Reportedly, Robert Altman gave Duvall great freedom in her creation of Millie Lammoreaux. The character's sunny aesthetic, mannerisms, even her on-screen diet were either the actress' idea or the product of collective improvisation. Maybe some of the disconnection the film unspools out of Millie can be traced to this process. By giving that much autonomy to his leading lady, the director allowed her to exist on a different plane from the rest of the movie, floating through 3 Women like a disengaged ghost that we can never grasp but are drawn to nonetheless. Seeing reality through the prism of Duvall's mutable Millie, something as odd as the film's famously inscrutable finale starts making sense.

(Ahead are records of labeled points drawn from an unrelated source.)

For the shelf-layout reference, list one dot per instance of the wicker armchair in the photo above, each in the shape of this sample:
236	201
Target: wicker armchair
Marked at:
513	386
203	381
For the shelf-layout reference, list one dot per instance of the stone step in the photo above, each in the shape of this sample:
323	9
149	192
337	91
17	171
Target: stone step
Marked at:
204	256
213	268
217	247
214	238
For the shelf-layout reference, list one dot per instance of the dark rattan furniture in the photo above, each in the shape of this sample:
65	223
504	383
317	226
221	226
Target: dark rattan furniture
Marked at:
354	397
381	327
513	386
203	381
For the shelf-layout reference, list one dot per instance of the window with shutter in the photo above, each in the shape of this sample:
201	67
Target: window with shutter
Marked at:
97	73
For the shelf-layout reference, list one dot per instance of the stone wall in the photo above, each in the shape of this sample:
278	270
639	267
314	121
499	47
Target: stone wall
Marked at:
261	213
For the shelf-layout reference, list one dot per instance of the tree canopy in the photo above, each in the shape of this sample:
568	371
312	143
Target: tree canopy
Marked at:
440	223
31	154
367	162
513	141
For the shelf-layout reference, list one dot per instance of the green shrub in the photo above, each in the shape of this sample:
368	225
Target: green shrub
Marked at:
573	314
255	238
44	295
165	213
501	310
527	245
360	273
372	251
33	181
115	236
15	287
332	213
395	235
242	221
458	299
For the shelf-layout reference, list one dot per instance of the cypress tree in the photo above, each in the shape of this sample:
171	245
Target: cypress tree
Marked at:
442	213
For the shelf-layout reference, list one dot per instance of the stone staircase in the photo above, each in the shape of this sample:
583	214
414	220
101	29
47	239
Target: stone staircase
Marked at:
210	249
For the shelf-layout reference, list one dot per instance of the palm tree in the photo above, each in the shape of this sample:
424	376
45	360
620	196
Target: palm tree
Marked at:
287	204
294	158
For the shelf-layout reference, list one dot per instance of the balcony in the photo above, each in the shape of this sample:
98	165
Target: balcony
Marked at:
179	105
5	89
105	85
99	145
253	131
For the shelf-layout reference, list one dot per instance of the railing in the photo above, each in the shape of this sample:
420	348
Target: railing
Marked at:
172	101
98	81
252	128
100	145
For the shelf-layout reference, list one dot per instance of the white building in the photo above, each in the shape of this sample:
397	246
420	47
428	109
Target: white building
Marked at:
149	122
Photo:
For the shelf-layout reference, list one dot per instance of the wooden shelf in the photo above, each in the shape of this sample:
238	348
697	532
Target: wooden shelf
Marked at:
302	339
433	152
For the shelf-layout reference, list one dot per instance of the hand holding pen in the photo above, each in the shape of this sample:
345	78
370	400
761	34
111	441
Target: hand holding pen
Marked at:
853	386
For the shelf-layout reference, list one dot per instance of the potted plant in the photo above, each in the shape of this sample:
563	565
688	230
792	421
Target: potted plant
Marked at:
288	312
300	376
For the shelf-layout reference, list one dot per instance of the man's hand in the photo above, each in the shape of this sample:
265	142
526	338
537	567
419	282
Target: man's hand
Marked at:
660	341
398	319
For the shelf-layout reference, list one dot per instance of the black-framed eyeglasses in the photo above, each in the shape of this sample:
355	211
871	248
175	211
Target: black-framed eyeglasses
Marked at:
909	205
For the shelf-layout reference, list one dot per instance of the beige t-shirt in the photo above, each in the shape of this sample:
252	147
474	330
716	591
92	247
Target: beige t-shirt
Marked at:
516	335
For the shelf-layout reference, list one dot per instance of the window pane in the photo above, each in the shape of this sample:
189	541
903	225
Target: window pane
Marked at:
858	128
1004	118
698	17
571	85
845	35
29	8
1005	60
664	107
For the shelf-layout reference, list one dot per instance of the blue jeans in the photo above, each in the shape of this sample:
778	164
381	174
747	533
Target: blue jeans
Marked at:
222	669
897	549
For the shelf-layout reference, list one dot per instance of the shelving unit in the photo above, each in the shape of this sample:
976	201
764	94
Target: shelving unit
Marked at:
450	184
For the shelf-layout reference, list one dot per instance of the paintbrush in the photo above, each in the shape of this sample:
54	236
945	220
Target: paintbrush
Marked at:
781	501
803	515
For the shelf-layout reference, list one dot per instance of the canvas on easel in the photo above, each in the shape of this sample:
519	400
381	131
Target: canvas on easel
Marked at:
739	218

After its Cannes premiere, 3 Women received generally positive reviews despite being a commercial disappointment. The critical love for the picture manifested in accolades for its actresses. Shelley Duvall was nominated by the New York Film Critics Circle and the National Society of Film Critics, winning the Best Actress prize from the Los Angeles Film Critics Association. In terms of industry honors, she was also nominated for the BAFTA. Still, AMPAS ignored her and the rest of Altman's masterpiece. The Best Actress nominees at the 50th Academy Awards were Anne Bancroft in The Turning Point, Jane Fonda in Julia, Diane Keaton in Annie Hall, Shirley MacLaine in The Turning Point, and Marsha Mason in The Goodbye Girl. Keaton won the Oscar, and, precursor-wise, MacLaine stands out as the likely fifth-placer. Despite being a critical darling during her tenure as Robert Altman's muse, Shelley Duvall was never nominated for an Oscar, nor has she received any honorary trophy.

3 Women is available to rent on several services, including Youtube, Amazon, and Google Play.